The increase of cytosolic cAMP reduces NTHi invasion. (a) Invasion was monitored in the absence or presence of H-89, exogenous PGE₂ or forskolin. (b) A549 cell pretreatment with H-89, PGE₂ or forskolin did not alter NTHi adhesion. *P<0.05 compared with cells infected without treatment. Error bars, sem. CON, Untreated cells.

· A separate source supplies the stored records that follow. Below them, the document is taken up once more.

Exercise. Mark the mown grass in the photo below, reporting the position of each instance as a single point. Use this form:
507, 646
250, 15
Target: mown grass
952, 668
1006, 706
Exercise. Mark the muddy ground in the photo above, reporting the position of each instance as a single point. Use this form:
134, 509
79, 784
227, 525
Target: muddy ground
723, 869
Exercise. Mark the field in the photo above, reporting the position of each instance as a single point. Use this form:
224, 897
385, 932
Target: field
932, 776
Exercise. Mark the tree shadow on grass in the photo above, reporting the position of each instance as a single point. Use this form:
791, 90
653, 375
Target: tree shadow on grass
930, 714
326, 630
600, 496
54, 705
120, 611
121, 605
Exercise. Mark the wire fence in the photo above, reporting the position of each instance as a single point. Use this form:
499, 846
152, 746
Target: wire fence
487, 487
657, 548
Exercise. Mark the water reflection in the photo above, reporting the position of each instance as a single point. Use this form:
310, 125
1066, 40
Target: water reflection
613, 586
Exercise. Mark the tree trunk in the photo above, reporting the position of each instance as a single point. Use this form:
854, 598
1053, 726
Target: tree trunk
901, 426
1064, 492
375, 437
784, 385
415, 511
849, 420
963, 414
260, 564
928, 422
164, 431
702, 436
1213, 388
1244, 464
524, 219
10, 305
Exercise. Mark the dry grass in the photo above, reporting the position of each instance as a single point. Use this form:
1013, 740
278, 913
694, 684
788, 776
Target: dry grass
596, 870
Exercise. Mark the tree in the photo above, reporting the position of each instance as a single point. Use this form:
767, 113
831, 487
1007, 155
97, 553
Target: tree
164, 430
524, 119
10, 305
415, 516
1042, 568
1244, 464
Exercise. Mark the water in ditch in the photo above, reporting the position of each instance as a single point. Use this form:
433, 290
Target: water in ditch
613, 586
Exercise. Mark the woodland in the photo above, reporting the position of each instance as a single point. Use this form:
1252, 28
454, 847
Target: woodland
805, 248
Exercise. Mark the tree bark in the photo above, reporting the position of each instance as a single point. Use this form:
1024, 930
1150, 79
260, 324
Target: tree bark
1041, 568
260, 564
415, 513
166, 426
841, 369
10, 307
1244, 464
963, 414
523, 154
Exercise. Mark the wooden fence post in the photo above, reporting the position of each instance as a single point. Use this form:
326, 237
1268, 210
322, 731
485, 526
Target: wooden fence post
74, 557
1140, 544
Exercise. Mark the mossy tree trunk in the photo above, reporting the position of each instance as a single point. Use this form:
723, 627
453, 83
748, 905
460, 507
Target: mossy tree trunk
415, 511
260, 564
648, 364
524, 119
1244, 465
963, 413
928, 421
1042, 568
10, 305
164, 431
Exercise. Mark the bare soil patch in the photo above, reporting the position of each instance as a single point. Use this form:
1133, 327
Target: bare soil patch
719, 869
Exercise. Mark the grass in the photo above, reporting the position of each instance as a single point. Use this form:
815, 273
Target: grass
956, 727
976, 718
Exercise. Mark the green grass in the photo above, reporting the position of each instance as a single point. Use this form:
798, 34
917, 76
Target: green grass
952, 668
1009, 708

RhoA and ROCK diminish the recovery of intracellular NTHi. (a) A549 cells were treated with siRNA to RhoA and infected to determine invasion. (b) Cells were treated with siRNA to RhoA and infected to determine adhesion. (c) RhoA interference was evaluated by Western blotting of cell lysates from control and siRNA-treated cells; tubulin was a loading control. (d) ROCK inhibition by cell treatment with Y-27632 increases bacterial invasion; invasion was restored to control levels in cells pretreated with Y-27632 before colchicine addition. (e) NTHi adhesion was not altered, independently of the absence or presence of colchicine and Y-27632. *P<0.05 compared with cells infected without treatment. Error bars, SEM. AS-CON or CON, Untreated cells.